MoCa: Modeling Object Consistency for 3D Camera Control in Video Generation
Abstract
Camera control is important in text-to-video generation for achieving realistic scene navigation and view synthesis. This control is defined by parameters that describe movement through 3D space, thereby introducing a 3D consistency into the generation process. A core challenge for existing methods is achieving 3D consistency within the 2D pixel domain. Strategies that directly integrate camera conditions into text-to-video models often produce artifacts, while those relying on explicit 3D supervision face generalization issues. Both limitations originate from the gap between the 2D pixel space and the underlying 3D world.
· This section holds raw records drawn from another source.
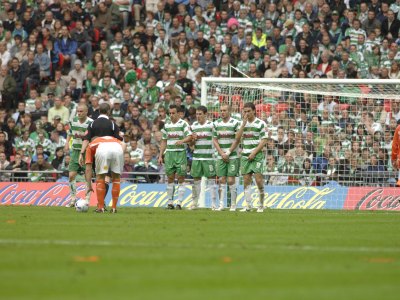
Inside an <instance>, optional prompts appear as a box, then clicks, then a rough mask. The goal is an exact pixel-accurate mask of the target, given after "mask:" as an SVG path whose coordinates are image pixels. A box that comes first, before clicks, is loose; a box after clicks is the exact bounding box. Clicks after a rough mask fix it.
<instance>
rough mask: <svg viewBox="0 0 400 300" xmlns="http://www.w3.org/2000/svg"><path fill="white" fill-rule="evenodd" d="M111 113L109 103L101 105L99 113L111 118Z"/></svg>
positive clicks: (105, 103) (99, 109) (102, 103)
mask: <svg viewBox="0 0 400 300" xmlns="http://www.w3.org/2000/svg"><path fill="white" fill-rule="evenodd" d="M110 112H111V107H110V104H108V103H102V104H100V107H99V113H100V114H101V115H107V116H109V115H110Z"/></svg>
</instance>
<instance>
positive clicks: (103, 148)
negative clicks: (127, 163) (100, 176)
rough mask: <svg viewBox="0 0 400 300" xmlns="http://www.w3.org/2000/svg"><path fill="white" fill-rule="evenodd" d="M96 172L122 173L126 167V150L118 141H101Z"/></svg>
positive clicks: (96, 173)
mask: <svg viewBox="0 0 400 300" xmlns="http://www.w3.org/2000/svg"><path fill="white" fill-rule="evenodd" d="M95 159H96V174H106V173H108V172H109V171H111V172H114V173H116V174H121V173H122V169H123V167H124V151H122V147H121V145H120V144H118V143H114V142H111V143H101V144H100V145H99V146H98V148H97V150H96V157H95Z"/></svg>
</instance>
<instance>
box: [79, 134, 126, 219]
mask: <svg viewBox="0 0 400 300" xmlns="http://www.w3.org/2000/svg"><path fill="white" fill-rule="evenodd" d="M125 148H126V146H125V144H124V143H123V142H121V141H120V140H118V139H116V138H114V137H111V136H104V137H98V138H95V139H94V140H93V141H92V142H90V143H89V145H88V147H87V148H86V159H85V164H86V170H85V178H86V183H87V192H90V191H91V190H92V175H93V170H92V164H93V162H95V169H96V170H95V171H96V194H97V201H98V203H97V209H96V212H99V213H103V212H104V198H105V196H106V188H105V177H106V175H107V174H108V173H109V172H110V171H111V178H112V190H111V194H112V208H111V213H116V212H117V203H118V197H119V192H120V188H121V182H120V177H121V173H122V168H123V166H124V152H125Z"/></svg>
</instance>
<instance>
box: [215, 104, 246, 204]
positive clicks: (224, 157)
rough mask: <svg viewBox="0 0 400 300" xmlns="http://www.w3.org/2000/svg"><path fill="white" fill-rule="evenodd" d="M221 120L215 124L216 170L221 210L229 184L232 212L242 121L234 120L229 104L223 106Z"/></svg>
mask: <svg viewBox="0 0 400 300" xmlns="http://www.w3.org/2000/svg"><path fill="white" fill-rule="evenodd" d="M220 113H221V118H220V119H218V120H216V121H215V122H214V138H213V141H214V146H215V149H216V150H217V152H218V155H217V161H216V170H217V176H218V181H219V187H220V198H219V208H218V210H222V209H223V208H224V207H223V205H224V201H225V197H226V192H227V183H228V186H229V191H230V193H231V208H230V210H231V211H235V210H236V195H237V190H236V182H235V181H236V177H237V176H238V174H239V163H240V162H239V157H238V154H237V146H238V144H239V139H238V138H237V136H236V135H237V133H238V131H239V128H240V121H239V120H237V119H235V118H232V116H231V108H230V106H229V105H228V104H223V105H221V108H220Z"/></svg>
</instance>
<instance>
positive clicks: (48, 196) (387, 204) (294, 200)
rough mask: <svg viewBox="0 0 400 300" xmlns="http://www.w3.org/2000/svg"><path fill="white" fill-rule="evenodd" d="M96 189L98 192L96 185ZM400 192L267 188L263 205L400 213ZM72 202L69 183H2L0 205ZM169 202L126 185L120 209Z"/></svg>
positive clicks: (36, 203)
mask: <svg viewBox="0 0 400 300" xmlns="http://www.w3.org/2000/svg"><path fill="white" fill-rule="evenodd" d="M185 187H186V191H185V195H184V200H183V203H182V206H183V207H188V206H189V205H190V204H191V201H192V187H191V185H190V184H188V185H185ZM85 188H86V185H85V184H84V183H79V184H78V188H77V190H78V194H77V196H78V198H84V197H85ZM93 188H94V190H95V186H93ZM399 191H400V190H399V189H397V188H381V187H362V188H359V187H357V188H347V187H342V186H339V185H327V186H320V187H312V186H265V201H264V206H265V207H268V208H277V209H347V210H400V203H399V200H400V193H399ZM175 192H177V191H175ZM175 196H176V195H175ZM200 198H201V199H200V203H199V204H200V207H205V208H209V207H211V199H210V193H209V191H208V190H207V189H206V190H205V192H204V193H202V195H201V197H200ZM69 201H70V191H69V187H68V183H30V182H21V183H19V182H1V183H0V205H25V206H28V205H37V206H64V205H66V204H67V203H69ZM251 201H252V204H253V206H257V205H258V201H259V196H258V190H257V188H256V187H253V188H252V195H251ZM110 202H111V192H110V191H109V193H108V194H107V195H106V204H107V205H109V204H110ZM167 202H168V199H167V192H166V186H165V184H151V185H150V184H131V183H123V184H122V185H121V192H120V196H119V203H118V205H119V206H120V207H165V206H166V204H167ZM96 204H97V200H96V195H95V193H92V195H91V197H90V206H95V205H96ZM246 204H247V203H246V200H245V197H244V191H243V186H239V187H238V194H237V206H238V207H244V206H245V205H246ZM225 206H226V203H225Z"/></svg>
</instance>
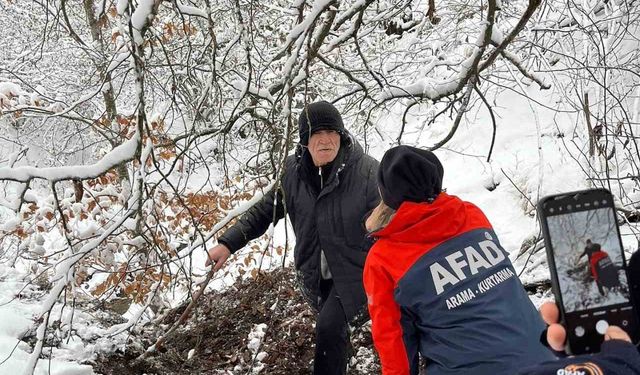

The key insight is that the projection of a smooth 3D camera movement produces consistency in object view, appearance, and motion across 2D frames. Inspired by this insight, we propose MoCa, a dual-branch framework that bridges this gap by modeling object consistency to implicitly learn 3D relationships between camera and scene. To ensure view consistency, we design a Spatial-Temporal Camera encoder with Plücker embedding, which encodes camera trajectories into a geometrically grounded latent representation. For appearance consistency, we introduce a semantic guidance strategy that leverages persistent vision-language features to maintain object identity and texture across frames. To address motion consistency, we propose an object-aware motion disentanglement mechanism that separates object dynamics from global camera movement, ensuring precise camera control and natural object motion. Experiments show that MoCa achieves accurate camera control while preserving video quality, offering a practical and effective solution for camera-controllable video synthesis.